Il passaggio per Marradi
e l’evacuazione
ricerca di Luisa
Calderoni
Marradi 1944
(foto R.Randi)
“Arrivammo a Marradi verso le 18
(dei primi di settembre 1944) Che squallore! Le case, quelle rimaste, con
gli usci sfondati e saccheggiate.
Passando davanti alla farmacia,
riconobbi gli sci che mi aveva regalato mio cugino, abbandonati sugli scalini
del negozio; la bottega del calzolaio Vigna era stata saccheggiata e le scarpe
da bambini erano sparse per la piazza . E poi, dopo il ponte, rovine e soldati
tedeschi dappertutto, armati fino ai denti e con certe facce stravolte da
metter paura, alcuni, sdraiati in terra sotto gli alberi della stazione,
dormivano
profondamente, altri riordinavano il bottino nei mezzi sistemati sul
ciglio della strada sapientemente mascherati. Passo passo, arrivammo al
camposanto e due soldati tedeschi ci indicarono la casa di Figacciolo dove ci
fecero comprendere avremmo dovuto trascorrere la notte prima di riprendere la
strada per Medicina. Mentre si discuteva di questo, si udirono dei colpi in
lontananza verso l’Appennino e dopo poco il sibilo di alcune granate che
esplosero nei campi sotto la strada.
Il fronte era arrivato e questo
era il primo saluto degli Inglesi.
I tedeschi fecero immediatamente
dietro-front e ci lasciarono soli sulla strada per Camosciano, noi proseguimmo
e arrivammo a Figacciolo.
La casa era deserta e ci
sistemammo alla meglio per passare la notte: io trovai un letto e, stanco morto
mi ci infilai, ma poco dopo dovetti scappare perché brulicava di insetti
immondi e a forza di cercare mi sistemai in una stanza piena di grano appena
battuto in mezzo al quale mi addormentai profondamente: Ma, dopo qualche ora di
sonno, mi destai terrorizzato dagli scoppi delle granate che gli inglesi
sparavano tutt’intorno.
Come Dio volle, arrivò il mattino
dei primi di settembre, terso e cupo in un silenzio irreale, (…) e riprendemmo
la marcia, la mia famiglia e i Ciottoli, mentre altri vollero sostare ancora.
Arrivati a Popolano volevamo
prendere la strada per Dogara e poi proseguire per Vonibbio e la valle Acerreta
ma un posto di blocco di soldati tedeschi ci voleva impedire l’accesso,
indicandoci di proseguire lungo la strada per Faenza.
Il Canovetto, a Vonibbio
La discussione che ne seguì si
protrasse per un po’ finché dalla casa uscì un ufficiale che parlava abbastanza
bene la nostra lingua, e sentite le nostre ragioni e visto lo stato in cui
eravamo, acconsentì a farci passare.
Come Dio volle arrivammo a
Vonibbio nel primo pomeriggio mentre la famiglia Ciottoli proseguì subito per
Rio Faggeto. Intanto il Fronte si stava avvicinando, a giudicare dai colpi e
dai boati che si percepivano in lontananza. (…)
Rio Faggeto
Passarono altri giorni e si
arrivò alla fine di settembre. Una mattina, scendendo dal piano di sopra
dove dormivo, trovai la casa piena di soldati tedeschi pesantemente
armati: il fronte era arrivato e questi soldati del Reggimento Granatieri della
305° divisione fanteria, si stavano schierando con le trincee sul crinale
di Poggio Grilleta e oltre, fino al Monte Cavallara e Monte di Grisigliano.

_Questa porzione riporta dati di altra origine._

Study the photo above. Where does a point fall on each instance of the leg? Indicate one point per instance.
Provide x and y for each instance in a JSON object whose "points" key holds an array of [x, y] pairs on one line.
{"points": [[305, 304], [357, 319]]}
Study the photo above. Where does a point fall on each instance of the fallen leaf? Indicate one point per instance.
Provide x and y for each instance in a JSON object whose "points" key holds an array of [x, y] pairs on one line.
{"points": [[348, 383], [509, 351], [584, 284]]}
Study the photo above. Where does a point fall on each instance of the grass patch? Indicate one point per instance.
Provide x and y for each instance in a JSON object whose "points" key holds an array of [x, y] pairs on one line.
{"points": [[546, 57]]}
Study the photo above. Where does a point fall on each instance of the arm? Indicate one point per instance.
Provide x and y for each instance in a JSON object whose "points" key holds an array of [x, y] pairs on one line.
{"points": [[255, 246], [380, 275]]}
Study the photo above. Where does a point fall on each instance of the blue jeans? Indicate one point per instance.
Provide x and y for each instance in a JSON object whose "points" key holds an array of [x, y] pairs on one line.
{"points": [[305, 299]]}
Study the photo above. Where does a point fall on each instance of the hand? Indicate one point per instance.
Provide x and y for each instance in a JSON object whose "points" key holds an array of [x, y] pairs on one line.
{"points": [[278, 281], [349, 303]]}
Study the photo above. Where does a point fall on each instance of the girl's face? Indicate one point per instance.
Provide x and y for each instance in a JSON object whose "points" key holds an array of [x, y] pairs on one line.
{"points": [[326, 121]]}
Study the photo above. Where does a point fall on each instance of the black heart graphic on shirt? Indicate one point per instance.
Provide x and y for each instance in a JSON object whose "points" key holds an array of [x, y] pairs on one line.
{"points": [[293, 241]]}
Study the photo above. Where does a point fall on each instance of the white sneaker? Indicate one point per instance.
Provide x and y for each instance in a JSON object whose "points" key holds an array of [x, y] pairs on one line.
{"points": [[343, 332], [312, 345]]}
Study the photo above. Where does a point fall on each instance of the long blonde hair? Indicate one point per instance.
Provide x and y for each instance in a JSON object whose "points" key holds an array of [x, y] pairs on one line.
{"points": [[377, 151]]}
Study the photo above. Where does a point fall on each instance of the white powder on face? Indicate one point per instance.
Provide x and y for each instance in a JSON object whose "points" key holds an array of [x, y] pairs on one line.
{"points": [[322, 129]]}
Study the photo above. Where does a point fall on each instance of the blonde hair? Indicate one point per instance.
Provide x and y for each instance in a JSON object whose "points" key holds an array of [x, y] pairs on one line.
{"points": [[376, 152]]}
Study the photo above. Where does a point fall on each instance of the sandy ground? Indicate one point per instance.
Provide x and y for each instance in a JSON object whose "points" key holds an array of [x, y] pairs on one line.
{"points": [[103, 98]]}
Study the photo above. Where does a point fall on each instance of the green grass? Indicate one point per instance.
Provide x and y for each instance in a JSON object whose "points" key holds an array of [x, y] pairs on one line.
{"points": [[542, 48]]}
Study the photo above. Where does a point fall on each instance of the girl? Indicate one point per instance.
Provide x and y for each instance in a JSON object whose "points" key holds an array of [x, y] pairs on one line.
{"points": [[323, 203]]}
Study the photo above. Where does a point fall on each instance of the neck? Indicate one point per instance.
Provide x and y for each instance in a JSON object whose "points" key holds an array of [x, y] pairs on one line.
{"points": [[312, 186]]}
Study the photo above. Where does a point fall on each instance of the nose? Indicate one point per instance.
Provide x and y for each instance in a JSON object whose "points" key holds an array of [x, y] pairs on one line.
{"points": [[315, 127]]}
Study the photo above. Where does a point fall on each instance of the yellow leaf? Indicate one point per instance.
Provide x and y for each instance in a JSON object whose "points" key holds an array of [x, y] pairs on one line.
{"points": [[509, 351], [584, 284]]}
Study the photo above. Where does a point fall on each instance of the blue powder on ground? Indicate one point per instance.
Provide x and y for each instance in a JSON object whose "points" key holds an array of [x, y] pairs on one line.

Dall’altra parte gli indiani
dell’8° divisione di fanteria Britannica, erano schierati alle case di Vonibbio
e di Dogara, e premevano per sfondare questo schieramento.
Il monumento ai soldati indiani
al cimitero di guerra di Forlì.
Il podere di Sermano
Sermano divenne sede del Comando
di Compagnia di uno di questi reparti: c’erano tre cucinieri, due porta feriti
comandati dal Caporale di sanità Bernard, un maresciallo furiere di nome, credo,
Gustav Drenseh, il capitano e altri soldati dei servizi.
Cominciarono di nuovo a cadere le
granate degli 88/27 inglesi. Noi civili ci eravamo rifugiati in cantina un lato
della quale era occupato dal posto telefonico di compagnia dei tedeschi (…) A
volte la sera si poteva salire in casa nei momenti di tregua, visto che gli
inglesi cannoneggiavano spesso anche la notte per impedire ai tedeschi di
spostarsi e trasportare rifornimenti alle linee, col favore delle tenebre.
In queste circostanze i soldati tedeschi
insegnarono a noi ragazzi ad aiutarli a ricaricare i nastri di mitragliatrice
che erano stati svuotati sparando dalle trincee durante il giorno. Per premio
ci regalavano una piccola confezione tonda della loro cioccolata che sembrava
fatta con le castagne, ma a noi andava bene lo stesso.
Forlì. Il cimitero di guerra
dei soldati indiani che combatterono
con gli Inglesi
Gli Indiani tentavano in mille
modi di sfondare le linee tedesche ma venivano respinti: la 305 Divisione
granatieri tedesca era formata in maggior parte da veterani provenienti dal
fronte russo e c’era veramente poco da fare contro quei soldati. Una mattina di
pioggia e nebbia, dopo una notte di scontri e sparatorie, vidi il caporale
Bernard e i due portaferiti con una barella scendere verso casa: il
graduato stava davanti sventolando una bandiera bianca con la croce rossa.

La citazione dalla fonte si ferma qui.